# Some exciting news to share



## Surtees (Sep 11, 2007)

This is my 3000 post and I thought there was no better post to use for it then to share some news with you all.

I would like to announce that my wife and I are expecting our 2nd child. It is very exciting for us our baby is due on the 7-July.


----------



## Big Hobbit (Nov 2, 2010)

That is just the best news I've heard these holidays!!

Congrats to you and your better half... 

Well timed too. She'll be carrying the heavy weight at your coolest time of the year...


----------



## Surtees (Sep 11, 2007)

Big Hobbit said:


> That is just the best news I've heard these holidays!!
> 
> Congrats to you and your better half...
> 
> Well timed too. She'll be carrying the heavy weight at your coolest time of the year...


Thanks BH I'm glad to have given you some good news.
Yes the better half is happy about that bit although summer hasn't really been that warm here yet we've only had a couple of days reach 30c so far I think I was in pants for half of decembeer.


----------



## broken tee (Jan 13, 2008)

Surtees said:


> This is my 3000 post and I thought there was no better post to use for it then to share some news with you all.
> 
> I would like to announce that my wife and I are expecting our 2nd child. It is very exciting for us our baby is due on the 7-July.

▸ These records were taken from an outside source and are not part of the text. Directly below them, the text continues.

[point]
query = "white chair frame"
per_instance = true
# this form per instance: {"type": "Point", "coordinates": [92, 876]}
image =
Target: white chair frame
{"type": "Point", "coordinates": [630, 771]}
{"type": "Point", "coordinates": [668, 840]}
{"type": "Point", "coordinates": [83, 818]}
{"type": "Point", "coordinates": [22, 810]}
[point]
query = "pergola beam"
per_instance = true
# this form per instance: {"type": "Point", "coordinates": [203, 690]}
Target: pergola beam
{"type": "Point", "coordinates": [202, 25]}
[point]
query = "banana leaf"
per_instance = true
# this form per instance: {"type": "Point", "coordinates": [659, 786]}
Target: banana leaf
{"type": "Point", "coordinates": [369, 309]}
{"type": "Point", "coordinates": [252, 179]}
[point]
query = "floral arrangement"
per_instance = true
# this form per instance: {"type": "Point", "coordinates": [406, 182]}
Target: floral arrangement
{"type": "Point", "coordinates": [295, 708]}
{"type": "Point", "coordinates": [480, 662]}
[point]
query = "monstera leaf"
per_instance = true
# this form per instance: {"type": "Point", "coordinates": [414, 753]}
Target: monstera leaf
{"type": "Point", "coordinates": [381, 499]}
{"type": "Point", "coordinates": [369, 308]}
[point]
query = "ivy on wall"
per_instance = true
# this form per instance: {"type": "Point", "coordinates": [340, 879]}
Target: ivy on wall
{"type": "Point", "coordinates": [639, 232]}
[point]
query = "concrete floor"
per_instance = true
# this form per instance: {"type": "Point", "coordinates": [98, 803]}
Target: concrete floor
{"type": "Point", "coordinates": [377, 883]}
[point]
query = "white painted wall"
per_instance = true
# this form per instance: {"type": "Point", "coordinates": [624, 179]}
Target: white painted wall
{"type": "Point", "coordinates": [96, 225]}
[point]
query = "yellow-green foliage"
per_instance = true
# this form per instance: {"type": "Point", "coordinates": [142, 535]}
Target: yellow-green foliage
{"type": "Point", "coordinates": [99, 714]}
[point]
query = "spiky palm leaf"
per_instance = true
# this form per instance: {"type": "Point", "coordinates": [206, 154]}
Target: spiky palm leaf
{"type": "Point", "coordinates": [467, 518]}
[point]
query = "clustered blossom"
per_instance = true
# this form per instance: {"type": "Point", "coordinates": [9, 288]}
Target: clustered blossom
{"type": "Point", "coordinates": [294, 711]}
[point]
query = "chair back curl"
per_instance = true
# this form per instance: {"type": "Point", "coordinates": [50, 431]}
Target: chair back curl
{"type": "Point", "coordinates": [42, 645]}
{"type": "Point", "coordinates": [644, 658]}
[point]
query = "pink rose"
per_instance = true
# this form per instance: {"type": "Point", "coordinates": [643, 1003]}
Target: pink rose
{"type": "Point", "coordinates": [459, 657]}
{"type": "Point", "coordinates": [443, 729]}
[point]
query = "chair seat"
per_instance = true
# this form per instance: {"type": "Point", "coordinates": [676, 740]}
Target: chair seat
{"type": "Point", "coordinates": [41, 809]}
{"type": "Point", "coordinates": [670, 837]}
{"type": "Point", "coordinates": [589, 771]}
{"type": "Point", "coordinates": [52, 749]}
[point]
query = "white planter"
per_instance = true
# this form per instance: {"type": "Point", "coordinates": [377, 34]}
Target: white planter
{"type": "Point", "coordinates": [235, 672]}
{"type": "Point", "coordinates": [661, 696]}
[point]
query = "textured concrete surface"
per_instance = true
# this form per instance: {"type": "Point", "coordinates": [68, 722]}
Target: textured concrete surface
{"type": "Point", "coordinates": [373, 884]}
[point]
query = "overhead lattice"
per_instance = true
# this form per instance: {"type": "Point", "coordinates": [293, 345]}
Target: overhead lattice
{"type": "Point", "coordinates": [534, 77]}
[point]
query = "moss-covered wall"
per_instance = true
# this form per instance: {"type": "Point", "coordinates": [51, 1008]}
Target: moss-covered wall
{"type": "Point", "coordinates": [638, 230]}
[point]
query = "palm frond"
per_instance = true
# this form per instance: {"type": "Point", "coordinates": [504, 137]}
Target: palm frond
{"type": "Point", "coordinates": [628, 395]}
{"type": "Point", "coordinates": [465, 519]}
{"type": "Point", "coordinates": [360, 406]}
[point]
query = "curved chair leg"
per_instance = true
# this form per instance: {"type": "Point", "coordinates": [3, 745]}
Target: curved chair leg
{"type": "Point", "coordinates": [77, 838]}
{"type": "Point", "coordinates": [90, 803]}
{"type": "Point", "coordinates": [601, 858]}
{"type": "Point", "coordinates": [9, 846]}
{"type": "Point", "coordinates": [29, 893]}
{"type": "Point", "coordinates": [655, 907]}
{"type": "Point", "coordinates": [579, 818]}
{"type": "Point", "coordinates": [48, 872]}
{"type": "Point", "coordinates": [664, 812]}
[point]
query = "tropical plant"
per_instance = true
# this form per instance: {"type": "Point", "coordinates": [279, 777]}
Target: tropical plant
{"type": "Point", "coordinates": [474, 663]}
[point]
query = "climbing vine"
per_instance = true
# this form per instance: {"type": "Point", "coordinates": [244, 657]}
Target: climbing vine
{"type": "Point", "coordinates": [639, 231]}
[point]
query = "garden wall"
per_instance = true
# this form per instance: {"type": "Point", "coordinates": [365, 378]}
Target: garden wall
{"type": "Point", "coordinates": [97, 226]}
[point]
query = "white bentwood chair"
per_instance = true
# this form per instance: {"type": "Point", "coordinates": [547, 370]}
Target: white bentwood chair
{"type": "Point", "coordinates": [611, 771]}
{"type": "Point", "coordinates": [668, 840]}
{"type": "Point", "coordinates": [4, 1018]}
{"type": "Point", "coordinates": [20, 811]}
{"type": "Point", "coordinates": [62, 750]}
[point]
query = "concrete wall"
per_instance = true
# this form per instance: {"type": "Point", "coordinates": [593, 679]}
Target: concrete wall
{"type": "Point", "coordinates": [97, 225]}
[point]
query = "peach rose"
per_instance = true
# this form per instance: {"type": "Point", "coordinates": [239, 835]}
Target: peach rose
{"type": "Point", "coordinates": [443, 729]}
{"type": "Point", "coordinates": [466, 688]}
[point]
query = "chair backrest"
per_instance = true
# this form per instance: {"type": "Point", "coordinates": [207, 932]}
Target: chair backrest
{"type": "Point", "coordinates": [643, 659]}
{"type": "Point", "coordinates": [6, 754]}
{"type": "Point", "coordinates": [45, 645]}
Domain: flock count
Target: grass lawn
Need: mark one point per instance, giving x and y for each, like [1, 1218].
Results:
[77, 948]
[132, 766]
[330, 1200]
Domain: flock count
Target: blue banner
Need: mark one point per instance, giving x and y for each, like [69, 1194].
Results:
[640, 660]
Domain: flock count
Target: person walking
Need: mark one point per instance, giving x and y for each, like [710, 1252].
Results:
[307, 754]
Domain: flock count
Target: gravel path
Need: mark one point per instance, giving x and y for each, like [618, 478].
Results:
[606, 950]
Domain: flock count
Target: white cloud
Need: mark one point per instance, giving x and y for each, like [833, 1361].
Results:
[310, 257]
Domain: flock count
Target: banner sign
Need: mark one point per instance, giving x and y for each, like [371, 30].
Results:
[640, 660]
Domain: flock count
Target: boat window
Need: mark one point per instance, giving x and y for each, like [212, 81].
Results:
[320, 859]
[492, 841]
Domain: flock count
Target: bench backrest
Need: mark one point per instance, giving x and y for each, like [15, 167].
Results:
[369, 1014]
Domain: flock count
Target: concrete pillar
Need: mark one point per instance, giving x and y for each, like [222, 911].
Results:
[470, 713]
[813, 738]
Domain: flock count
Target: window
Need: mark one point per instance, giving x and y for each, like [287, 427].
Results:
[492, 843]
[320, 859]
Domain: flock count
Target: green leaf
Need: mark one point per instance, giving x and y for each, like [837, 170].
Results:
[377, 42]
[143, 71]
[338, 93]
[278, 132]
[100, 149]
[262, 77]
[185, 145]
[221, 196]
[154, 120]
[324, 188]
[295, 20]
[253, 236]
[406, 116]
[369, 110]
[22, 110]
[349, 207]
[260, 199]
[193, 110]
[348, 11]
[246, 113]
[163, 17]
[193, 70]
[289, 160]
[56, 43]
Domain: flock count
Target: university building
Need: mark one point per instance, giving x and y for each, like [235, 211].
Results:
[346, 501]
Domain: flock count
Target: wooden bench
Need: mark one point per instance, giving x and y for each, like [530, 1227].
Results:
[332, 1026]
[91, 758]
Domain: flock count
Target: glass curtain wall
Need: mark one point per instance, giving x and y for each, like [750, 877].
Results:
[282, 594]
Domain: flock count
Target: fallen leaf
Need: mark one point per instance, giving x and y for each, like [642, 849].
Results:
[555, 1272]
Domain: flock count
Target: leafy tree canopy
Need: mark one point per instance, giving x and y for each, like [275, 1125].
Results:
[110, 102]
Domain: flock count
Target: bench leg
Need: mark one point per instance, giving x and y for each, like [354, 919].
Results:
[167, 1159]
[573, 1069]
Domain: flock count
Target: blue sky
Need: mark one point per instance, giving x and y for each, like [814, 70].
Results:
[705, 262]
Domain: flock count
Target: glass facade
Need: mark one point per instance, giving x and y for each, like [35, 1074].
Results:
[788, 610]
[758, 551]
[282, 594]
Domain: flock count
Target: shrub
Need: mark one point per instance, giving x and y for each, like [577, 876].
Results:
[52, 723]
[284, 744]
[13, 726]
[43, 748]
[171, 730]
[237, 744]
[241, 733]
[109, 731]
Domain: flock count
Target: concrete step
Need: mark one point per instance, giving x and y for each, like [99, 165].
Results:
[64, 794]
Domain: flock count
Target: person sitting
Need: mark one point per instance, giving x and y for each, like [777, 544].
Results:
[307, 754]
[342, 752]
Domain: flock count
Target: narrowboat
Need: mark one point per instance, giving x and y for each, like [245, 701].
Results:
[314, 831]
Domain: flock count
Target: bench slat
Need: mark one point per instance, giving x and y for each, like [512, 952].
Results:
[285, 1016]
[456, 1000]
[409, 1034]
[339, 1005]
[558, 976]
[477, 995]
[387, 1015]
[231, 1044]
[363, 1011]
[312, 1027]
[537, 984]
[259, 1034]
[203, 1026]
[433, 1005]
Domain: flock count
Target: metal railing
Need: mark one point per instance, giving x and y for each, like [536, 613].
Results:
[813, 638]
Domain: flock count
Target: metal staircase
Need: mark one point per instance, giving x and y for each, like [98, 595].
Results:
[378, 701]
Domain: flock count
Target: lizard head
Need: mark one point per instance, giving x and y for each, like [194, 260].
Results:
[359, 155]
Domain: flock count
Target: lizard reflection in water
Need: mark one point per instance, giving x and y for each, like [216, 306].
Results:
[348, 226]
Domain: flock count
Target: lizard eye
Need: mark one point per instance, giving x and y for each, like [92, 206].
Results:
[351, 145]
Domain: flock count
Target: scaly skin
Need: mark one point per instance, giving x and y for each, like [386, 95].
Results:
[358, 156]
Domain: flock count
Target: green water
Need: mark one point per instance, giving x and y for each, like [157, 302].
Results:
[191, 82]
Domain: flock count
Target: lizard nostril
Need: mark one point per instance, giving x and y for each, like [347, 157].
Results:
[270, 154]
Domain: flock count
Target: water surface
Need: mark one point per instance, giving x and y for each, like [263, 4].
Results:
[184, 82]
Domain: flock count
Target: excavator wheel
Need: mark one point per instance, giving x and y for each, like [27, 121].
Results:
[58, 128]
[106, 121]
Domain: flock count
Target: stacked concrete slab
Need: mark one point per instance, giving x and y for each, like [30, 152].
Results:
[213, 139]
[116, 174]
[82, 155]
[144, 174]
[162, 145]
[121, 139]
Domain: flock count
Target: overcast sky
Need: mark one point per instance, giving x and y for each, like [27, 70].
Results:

What a great way to end the year and start a new one with the news of your baby.
Bob


----------



## Cajun (Jan 17, 2010)

Congrats Luke! That's great news!


----------



## Kyle Lucernas (Nov 8, 2011)

You ended the year with a bang! Congrats on your new baby!


----------



## stevel1017 (Apr 30, 2007)

Congrats !!!


----------



## FrogsHair (Mar 4, 2010)

Congrats to you and yours.:thumbsup: My question is why did it take 300 posts?  It is a small world, since we are expecting our first Grat Grand Child sometime next summer also.:thumbsup:


----------



## Surtees (Sep 11, 2007)

FrogsHair said:


> Congrats to you and yours.:thumbsup: My question is why did it take 300 posts?  It is a small world, since we are expecting our first Grat Grand Child sometime next summer also.:thumbsup:


Thank you everyone.

lol it really had nothing to do with the post Frog. You can tell your in the other part of the world because our baby is due in winter good luck to your family I hope every thing goes well


----------



## golfjunk (Aug 4, 2010)

Congratulations! Great news!


----------



## Hogan Project (Sep 18, 2011)

Congrats! Be sure to get him or her a toy putter for the playpen!


----------



## Longputt (Jan 3, 2012)

That is awesome news!!! Congratulations!!!!!!!


----------



## 373 (Jun 9, 2006)

Maybe the baby will be on Skype more than you are. Congrats to you and Julia...


----------